“We don’t believe in such laws as laws of large numbers. This is sort of, uh, old dogma, I think, that was cooked up by somebody and Steve [Jobs] did a lot of things for us for many years, but one of the things he ingrained in us [is] that putting limits on your thinking [is] never good.”
It’s likely that Cook was objecting to the beliefs of many critics that large, mature companies like Apple can’t sustain high growth rates and surging stock prices.
However, the law of large numbers has nothing to do with large companies, large revenues, or large growth rates. The law of large numbers is a fundamental concept in probability theory and statistics, tying together theoretical probabilities that we can calculate to the actual outcomes of experiments that we empirically perform.
Here’s what the law of large numbers actually means
One of the fundamental objects of study in probability theory are random processes that spit out numbers according to some probability distribution, or set of rules for how likely each outcome is. The law of large numbers states that the more times we repeat such a process, the closer the average of the randomly generated numbers comes to the theoretical average implied by the probability distribution.
To see this in action, consider randomly choosing between 1, 2, and 3, with each number having an equal probability of being selected. Each number has a 1/3 chance of being selected. Since we know these probabilities, we can calculate the “expected value” of our process: The expected long-run average value that we get from randomly drawing from these three numbers.

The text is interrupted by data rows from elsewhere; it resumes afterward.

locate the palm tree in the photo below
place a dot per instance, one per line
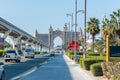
(115, 19)
(93, 29)
(108, 29)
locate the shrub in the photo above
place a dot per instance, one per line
(96, 69)
(102, 54)
(87, 62)
(111, 70)
(93, 54)
(2, 52)
(37, 52)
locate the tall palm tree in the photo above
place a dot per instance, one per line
(115, 19)
(93, 29)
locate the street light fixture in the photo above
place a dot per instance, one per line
(85, 4)
(71, 15)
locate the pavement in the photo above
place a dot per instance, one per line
(59, 68)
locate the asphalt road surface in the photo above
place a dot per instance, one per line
(15, 69)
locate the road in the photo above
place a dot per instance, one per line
(15, 69)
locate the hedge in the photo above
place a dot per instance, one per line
(1, 52)
(87, 62)
(93, 54)
(96, 69)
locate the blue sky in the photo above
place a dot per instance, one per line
(30, 15)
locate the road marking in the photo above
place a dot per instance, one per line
(24, 74)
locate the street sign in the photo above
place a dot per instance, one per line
(114, 51)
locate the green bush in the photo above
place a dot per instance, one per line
(37, 52)
(87, 62)
(81, 63)
(93, 54)
(79, 53)
(96, 69)
(2, 52)
(72, 57)
(102, 54)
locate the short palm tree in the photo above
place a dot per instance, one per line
(93, 29)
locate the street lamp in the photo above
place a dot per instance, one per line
(85, 3)
(71, 23)
(75, 27)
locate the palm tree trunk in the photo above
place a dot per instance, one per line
(93, 43)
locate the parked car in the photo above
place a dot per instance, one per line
(29, 53)
(12, 55)
(2, 72)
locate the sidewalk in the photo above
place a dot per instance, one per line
(59, 68)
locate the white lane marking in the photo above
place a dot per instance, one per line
(24, 74)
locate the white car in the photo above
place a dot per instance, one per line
(12, 55)
(29, 53)
(2, 72)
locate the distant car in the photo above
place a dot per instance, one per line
(29, 53)
(2, 72)
(12, 55)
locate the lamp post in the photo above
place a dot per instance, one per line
(85, 3)
(75, 27)
(71, 23)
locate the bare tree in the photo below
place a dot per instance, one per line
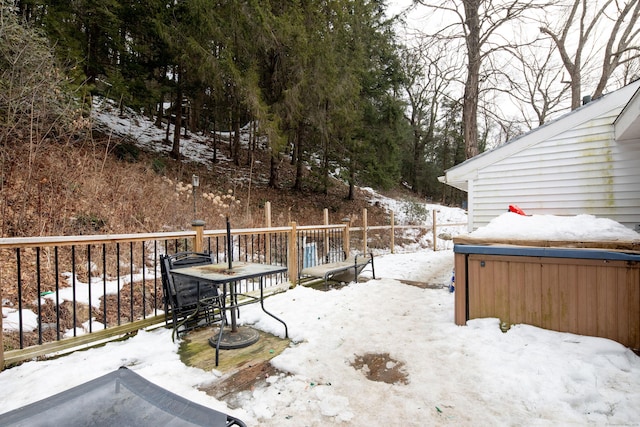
(478, 22)
(540, 87)
(579, 31)
(430, 69)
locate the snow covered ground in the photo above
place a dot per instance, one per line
(455, 375)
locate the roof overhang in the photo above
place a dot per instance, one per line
(460, 184)
(627, 124)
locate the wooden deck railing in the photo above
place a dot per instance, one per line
(64, 292)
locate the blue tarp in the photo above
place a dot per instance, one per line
(121, 398)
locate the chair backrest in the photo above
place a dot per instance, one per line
(183, 291)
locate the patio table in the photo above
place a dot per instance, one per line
(226, 279)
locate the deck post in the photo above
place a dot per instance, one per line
(364, 230)
(345, 236)
(267, 224)
(198, 241)
(435, 243)
(292, 259)
(1, 343)
(393, 233)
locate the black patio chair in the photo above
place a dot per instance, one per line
(191, 303)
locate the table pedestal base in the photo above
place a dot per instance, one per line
(243, 337)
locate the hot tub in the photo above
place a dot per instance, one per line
(586, 288)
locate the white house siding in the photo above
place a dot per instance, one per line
(582, 170)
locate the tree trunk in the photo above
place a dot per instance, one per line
(273, 171)
(470, 107)
(297, 155)
(175, 149)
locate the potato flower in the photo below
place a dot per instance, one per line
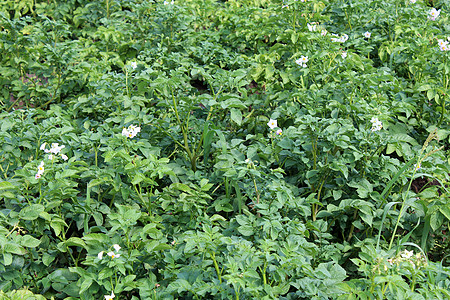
(434, 14)
(110, 297)
(40, 171)
(376, 124)
(131, 131)
(302, 61)
(113, 255)
(311, 27)
(272, 124)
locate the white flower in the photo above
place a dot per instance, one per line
(110, 297)
(339, 39)
(417, 166)
(376, 124)
(272, 124)
(407, 254)
(343, 38)
(302, 61)
(41, 168)
(113, 255)
(131, 131)
(55, 149)
(40, 171)
(434, 14)
(311, 27)
(443, 45)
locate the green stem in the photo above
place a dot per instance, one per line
(216, 266)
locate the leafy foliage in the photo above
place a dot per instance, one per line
(224, 149)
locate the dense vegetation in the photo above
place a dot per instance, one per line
(204, 149)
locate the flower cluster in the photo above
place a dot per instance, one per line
(54, 150)
(40, 170)
(312, 27)
(443, 45)
(131, 131)
(339, 39)
(403, 259)
(376, 124)
(110, 253)
(416, 260)
(272, 125)
(434, 14)
(302, 61)
(110, 297)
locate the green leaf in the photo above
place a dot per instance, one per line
(31, 212)
(236, 116)
(47, 259)
(13, 248)
(29, 241)
(85, 285)
(75, 241)
(246, 230)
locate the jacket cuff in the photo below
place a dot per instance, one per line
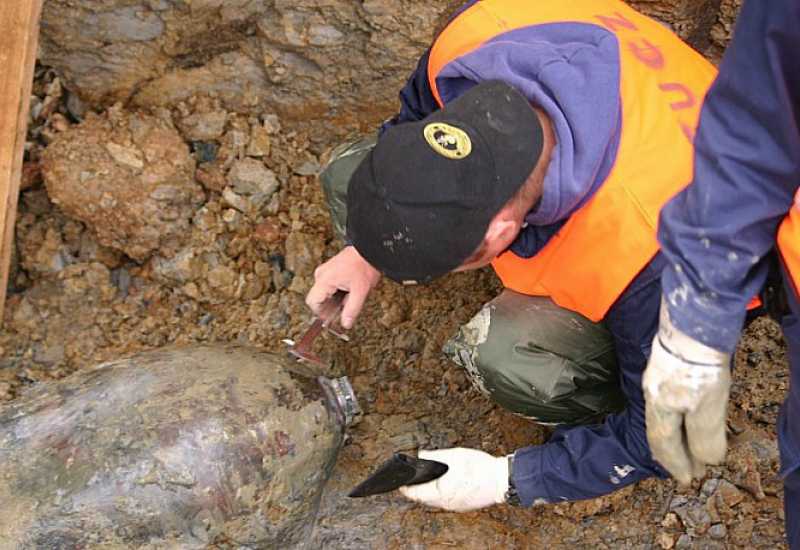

The expected value for a process is calculated by taking each outcome, multiplying it by the probability of that outcome, and adding together all those numbers. In our example, the expected value is 1 × 1/3 + 2 × 1/3 + 3 × 1/3 = 1/3 + 2/3 + 1 = 2. That makes sense, since we are randomly choosing equally from these three numbers, and 2 is in the middle of that set.
The law of large numbers, then, says that this actually will be the long run average result if we randomly pick a number between 1 and 3 a huge number of times. Using Excel, we can actually do this. Here’s the result of randomly choosing between 1, 2, and 3 1,000 times, and then keeping a running average as we go:
While our average bounces around with only a few trials of our randomly picking numbers, by the time we’ve drawn 100 numbers, we get pretty close to our expected average of 2, and adding further trials doesn’t take us too far away from that expected average.
The law of large numbers is why you can never beat the house in a casino. Casino games are usually designed to have a small negative expected value for the player, leading to a small positive expected value for the house. Even though individual gamblers might win big from time to time, the law of large numbers guarantees that, among hundreds or thousands of gamblers and over time periods of months or years, the average outcome for the players will be a loss, giving the house its profit.
So Tim Cook saying that he doesn’t believe in the law of large numbers is kind of strange. This is a basic fact about how probability works. Not believing in the law of large numbers is equivalent to not believing that 2+2=4, or that 7 is a prime number.
The confusion seems to come from the fact that in financial circles, the intuitive tendency that it’s hard for a large company to keep growing at rapid rates has also been referred to as the law of large numbers. While that tendency makes sense — once you’ve sold a billion iPhones, finding customers for the second billion is likely to be a little trickier — calling it the law of large numbers is frustrating, since the probability theory law of large numbers has had that name for almost 200 years.
While Tim Cook can justifiably be proud of Apple’s continuing unexpectedly strong growth, mathematicians and statisticians might prefer that people stop dragging the name of one of the most important theorems in probability theory through the mud.